For each trade, get the latest quote at-or-before its timestamp, matched on symbol. Standard finance / time-series pattern.

For range joins:

REvent matched to its price period
events |> left_join(price_periods, join_by(between(event_date, start_date, end_date)))

  

Each event matches the price period that contains its date.

Common pitfalls

Pitfall 1: column name ambiguity in inequality. join_by(time >= start) works because time is in events and start is in windows. If both tables had time, you'd need to disambiguate.

Pitfall 2: many-to-many warnings. Inequality joins often produce many-to-many matches. Pass relationship = "many-to-many" to suppress, or "one-to-one" to error if duplicates.

Warning
join_by() requires dplyr 1.1.0 or later (released 2023). Older dplyr installations only support the string by argument. Check packageVersion("dplyr") if confused.

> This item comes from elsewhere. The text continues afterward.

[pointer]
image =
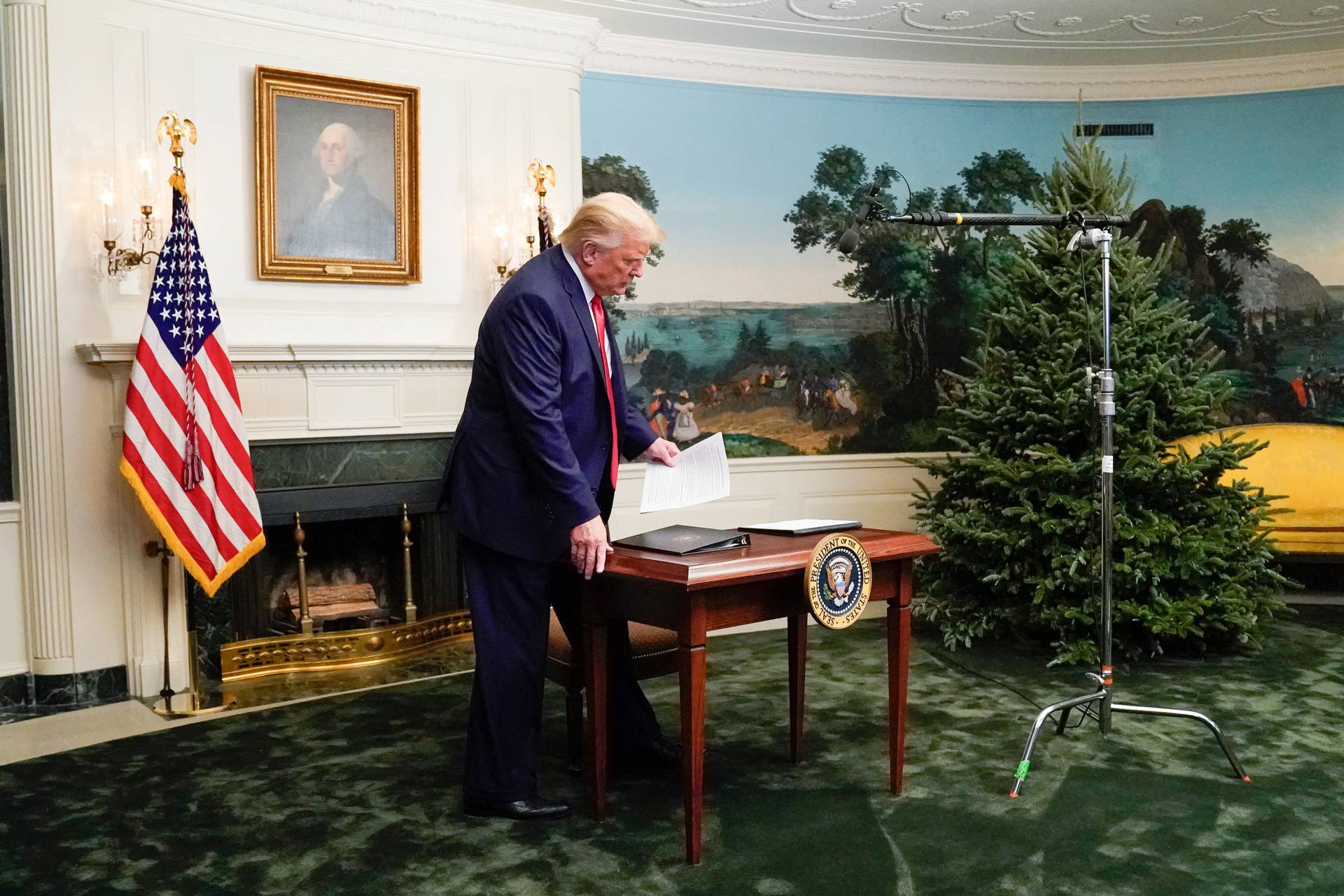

Why join_by matters for time-series work

Before join_by, "match each event to the most recent quote at-or-before its time" required either a self-join with filter (slow on big data) or the fuzzyjoin / data.table packages (extra dependency). join_by(closest(ts >= ts)) makes this a one-line dplyr call. Same applies to "match each transaction to its active price period" using between(). These two patterns (rolling and range) cover most time-series and event-window joins. Range joins also appear in interval-based analytics (matching events to bins, calls to billing periods). Once you internalize join_by, dplyr replaces a lot of clunky multi-step workarounds.

Try it yourself

Try it: Match each mtcars car to its mpg "tier" using interval comparison. Tier = "low" if mpg < 18, "mid" if 18 <= mpg < 25, "high" otherwise. Save to ex_tier.

RYour turn: bin mpg into tiers via join_by
tiers <- data.frame( tier = c("low","mid","high"), lo = c(-Inf, 18, 25), hi = c(18, 25, Inf) ) mtcars_n <- mtcars |> tibble::rownames_to_column("car") ex_tier <- mtcars_n |> # your code here head(ex_tier[, c("car","mpg","tier")]) #> Expected: each car gets its tier label

  
Click to reveal solution
RSolution
ex_tier <- mtcars_n |> left_join(tiers, join_by(mpg >= lo, mpg < hi)) head(ex_tier[, c("car","mpg","tier")]) #> car mpg tier #> 1 Mazda RX4 21.0 mid #> 2 Mazda RX4 Wag 21.0 mid #> 3 Datsun 710 22.8 mid #> 4 Hornet 4 Drive 21.4 mid #> 5 Hornet Sportabout 18.7 mid #> 6 Valiant 18.1 mid

  

Explanation: join_by(mpg >= lo, mpg < hi) matches each car to the tier whose interval contains its mpg.

After mastering join_by, look at:

  • left_join() / inner_join() etc.: use join_by inside
  • between(): range comparison helper
  • closest(): rolling-join helper (within join_by)
  • data.table::merge(roll = TRUE): rolling joins in data.table
  • fuzzyjoin package: fuzzy / interval / regex joins

For very large rolling joins, data.table's roll = TRUE is faster than dplyr 1.1's join_by(closest(...)).

FAQ

What does join_by do in dplyr?

join_by(...) returns a join specification used by left_join / inner_join / etc. Supports equality, inequality, between, and closest expressions.

What is the difference between join_by and the by argument?

by = "id" is the older string-based form, supports only equality. join_by(id) is the new (1.1+) form, supports equality plus inequality, range, and rolling joins.

How do I do an inequality join in dplyr?

Use join_by: left_join(events, windows, join_by(time >= start, time < end)). Each event matches windows whose start <= time < end.

What is a rolling join in dplyr?

A rolling (or "as-of") join matches each row to the closest record in the other table by time or numeric distance. Express with join_by(closest(ts >= ts)).

Do I need dplyr 1.1 for join_by?

Yes. join_by was introduced in dplyr 1.1.0 (Jan 2023). Earlier versions only support the string by argument.